On the Weight Dynamics of Deep Normalized Networks
Christian H. X. Ali Mehmeti-Göpel, Michael Wand
TL;DR
Problem: ELR disparities across layers in normalization-based networks hinder trainability. Approach: builds a discrete/continuous dynamical model of weight and gradient norms and ELR evolution, predicting when ELRs converge or flip with respect to a constant learning rate. Contributions: (i) a general auto rate-tuning theory with closed-form gradient-flow solution $\frac{d\sigma^2}{dt}=\frac{c^2}{\sigma^2}$ and ELR limit $\lim_{t\to\infty} \frac{E_\ell}{E_k}=1$, (ii) identification of regime boundaries and a hyperparameter-free warm-up method, (iii) empirical validation on CNNs and Transformers and a constrained-ELR training technique. Findings: ELR spread is minimized with small or moderate learning rates and is further reduced by momentum and warm-up, enabling training of very deep networks; constrained ELR training can stabilize training in otherwise unstable regimes.
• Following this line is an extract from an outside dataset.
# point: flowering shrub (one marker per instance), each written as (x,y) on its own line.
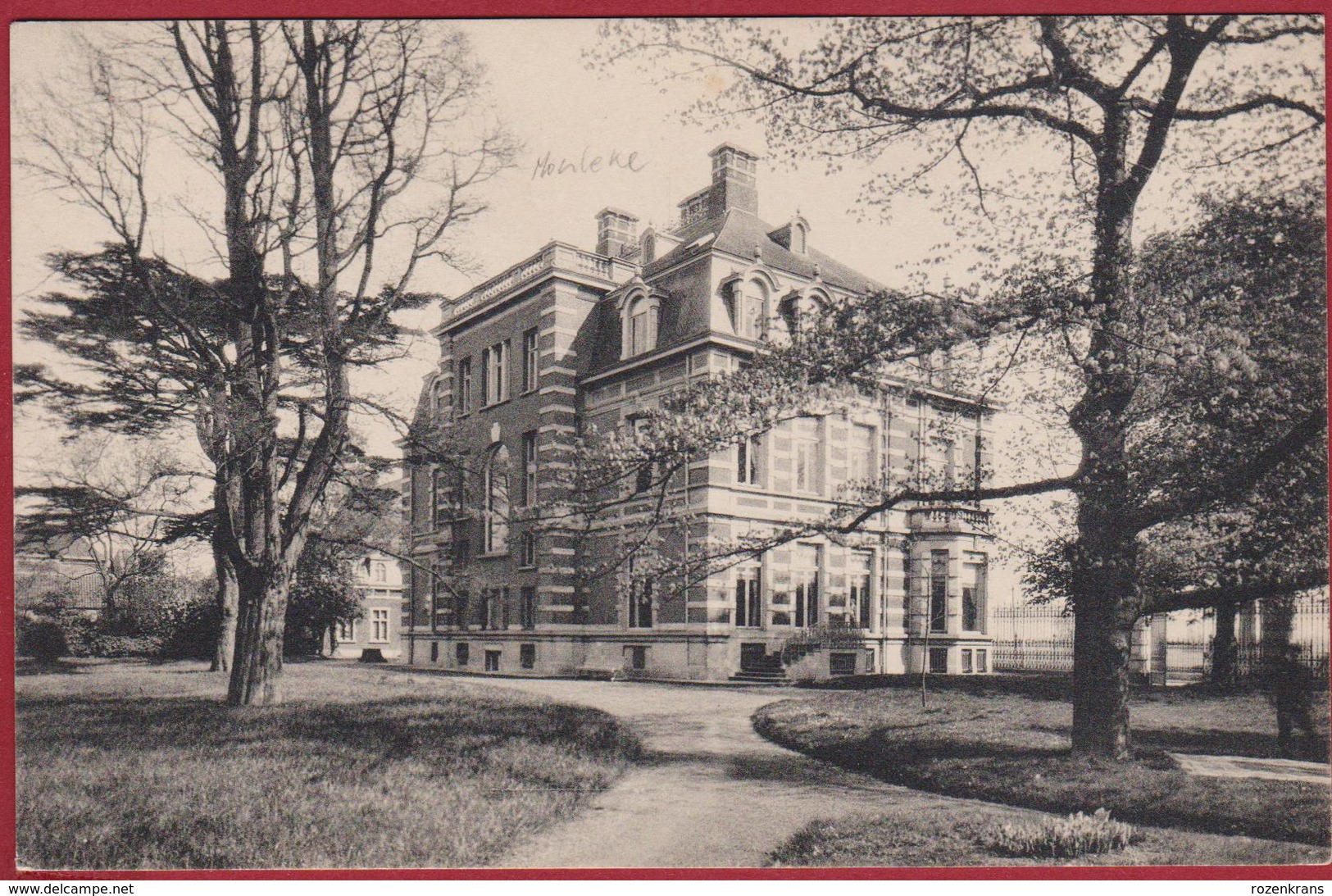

Impact: provides practical stabilization guidelines for deep normalization-based architectures and informs design choices to improve trainability in CNNs and Transformer models.
Abstract
Recent studies have shown that high disparities in effective learning rates (ELRs) across layers in deep neural networks can negatively affect trainability. We formalize how these disparities evolve over time by modeling weight dynamics (evolution of expected gradient and weight norms) of networks with normalization layers, predicting the evolution of layer-wise ELR ratios. We prove that when training with any constant learning rate, ELR ratios converge to 1, despite initial gradient explosion. We identify a ``critical learning rate" beyond which ELR disparities widen, which only depends on current ELRs. To validate our findings, we devise a hyper-parameter-free warm-up method that successfully minimizes ELR spread quickly in theory and practice. Our experiments link ELR spread with trainability, a relationship that is most evident in very deep networks with significant gradient magnitude excursions.